Arus kehidupan dunia, tak bisa dimungkiri, bisa mengikis idealisme seseorang, bagaikan ombak yang tak henti mengikis pasir di pantai, hingga sebagian terabrasi. Pada kenyataan seperti itu, kita perlu punya benteng kuat. Benteng itu adalah tradisi membaca buku.
Pemimpin Umum Hidayatullah, KH. Abdurrahman Muhammad pernah mengatakan bahwa caranya untuk tetap bersemangat dalam perjuangan adalah membaca biografi tokoh-tokoh besar dari buku. Melalui kisah mereka, kita dapat memelihara semangat juang dalam jiwa.

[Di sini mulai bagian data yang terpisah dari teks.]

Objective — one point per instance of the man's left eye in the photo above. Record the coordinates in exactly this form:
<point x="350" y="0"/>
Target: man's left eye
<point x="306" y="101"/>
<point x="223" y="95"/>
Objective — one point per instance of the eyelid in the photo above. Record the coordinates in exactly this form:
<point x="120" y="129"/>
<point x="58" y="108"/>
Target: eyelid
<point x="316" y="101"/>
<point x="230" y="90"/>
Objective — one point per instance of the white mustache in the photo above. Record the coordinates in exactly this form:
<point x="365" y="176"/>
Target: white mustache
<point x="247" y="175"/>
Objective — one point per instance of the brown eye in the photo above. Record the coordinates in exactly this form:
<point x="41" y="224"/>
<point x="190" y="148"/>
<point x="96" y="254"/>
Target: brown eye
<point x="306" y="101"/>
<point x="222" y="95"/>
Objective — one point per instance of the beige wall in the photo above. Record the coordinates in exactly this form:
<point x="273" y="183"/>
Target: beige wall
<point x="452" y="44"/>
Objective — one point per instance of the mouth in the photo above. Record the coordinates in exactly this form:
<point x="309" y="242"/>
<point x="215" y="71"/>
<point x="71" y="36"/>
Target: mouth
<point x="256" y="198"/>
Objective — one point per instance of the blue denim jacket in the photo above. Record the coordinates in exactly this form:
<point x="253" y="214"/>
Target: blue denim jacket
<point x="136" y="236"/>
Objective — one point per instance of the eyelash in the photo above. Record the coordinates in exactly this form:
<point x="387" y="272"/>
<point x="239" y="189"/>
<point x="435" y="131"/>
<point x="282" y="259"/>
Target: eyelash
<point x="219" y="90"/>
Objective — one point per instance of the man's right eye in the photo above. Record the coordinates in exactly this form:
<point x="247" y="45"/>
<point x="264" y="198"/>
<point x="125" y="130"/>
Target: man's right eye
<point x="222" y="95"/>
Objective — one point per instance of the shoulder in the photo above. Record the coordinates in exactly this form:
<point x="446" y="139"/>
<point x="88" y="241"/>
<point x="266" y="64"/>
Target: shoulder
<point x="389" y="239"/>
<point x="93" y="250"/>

Ungkapan KH. Abdurrahman Muhammad itu terkonfirmasi dalam salah satu bacaan saya tentang M. Natsir. Dalam buku “Patah Tak Tumbuh Hilang Tak Berganti” Natsir menjadi pejuang besar karena dua hal: guru dan membaca buku.
Di tengah gempuran era digital, minat baca buku memang memudar. Namun, bagi mereka yang bercita-cita memberikan manfaat luas bagi sesama, mengabaikan tradisi agung para pendahulu yang gemar membaca adalah sebuah kerugian besar.
Mengapa Membaca
Ketika kita telusuri mengapa membaca buku penting, memang kita akan menemukan jawaban mendasar.

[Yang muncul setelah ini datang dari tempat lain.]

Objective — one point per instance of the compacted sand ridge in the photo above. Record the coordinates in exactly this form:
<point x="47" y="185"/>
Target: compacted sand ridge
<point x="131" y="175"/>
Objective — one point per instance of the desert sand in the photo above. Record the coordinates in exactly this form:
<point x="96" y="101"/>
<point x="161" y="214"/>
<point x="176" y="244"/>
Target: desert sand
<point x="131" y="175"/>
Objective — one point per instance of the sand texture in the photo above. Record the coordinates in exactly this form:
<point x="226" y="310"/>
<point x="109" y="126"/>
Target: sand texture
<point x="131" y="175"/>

Kita pasti mengetahui bahwa dengan membaca karya-karya para pemikir besar, kita dapat menemukan dasar logis dan moral untuk mempertahankan nilai-nilai yang diyakini.
Langkah itu akan memandu kita tak kehilangan cahaya. Terutama kala tiba masa memasuki lorong ketidakpastian dalam hidup.
Rasulullah SAW pernah mengalami masa itu, yang mana sang paman wafat, kemudian istri juga syahid. Rasanya sebagian besar gelora juang Nabi anjlok seketika. Namun, melalui fase itu, Rasulullah SAW semakin mantap kedudukannya ketika Allah memanggil melalui peristiwa Isra’ dan Mi’raj.
Jadi, membaca buku dan pemikiran orang-orang besar membuat kita memilih teguh daripada hanyut pada keadaan.
Selamat dari Stagnasi
Membaca buku membuat kita terus belajar, membuka wawasan, dan menghindari kebekuan pikiran yang dapat melemahkan semangat. Artinya, kita bisa selamat dari stagnasi gairah dalam hidup untuk terus berjuang.
Coba kita perhatikan, ketika seseorang tidak membaca buku, apa yang dia baca?
Katakanlah orang membaca melalui HP. Kekurangannya nyata. Menatap layar HP dalam waktu lama menyebabkan mata lelah, kering, perih, gatal, penglihatan kabur, dan sakit kepala.
Bandingkan dengan membaca buku. Tak akan pernah lelah, kecuali memang sudah tiba masa istirahat.
Satu hal lagi, membaca di layar cenderung membuat kita membaca lebih cepat dan dangkal, sehingga informasi yang diserap tidak optimal.
Jadi, membaca buku tetap kita perlukan, utamanya untuk menyelamatkan diri dari stagnasi gariah perjuangan. Kata Natsir, hidup harus terus mendayung agar tak hanyut oleh arus.
Pada level ini kita bisa menyelam lebih dalam atas hikmah mengapa Allah meminta kita banyak membaca Alquran. Agar tak layu iman dan tandus hati bagi tumbuhnya keimanan dan amal-amal shaleh.
***********
Penulis: Ustadz Imam Nawawi, M.Pd.I
(Kepala Humas BMH Pusat, Eks Ketua Umum Pemuda Hidayatullah dan Pengasuh masimamnawawi.com)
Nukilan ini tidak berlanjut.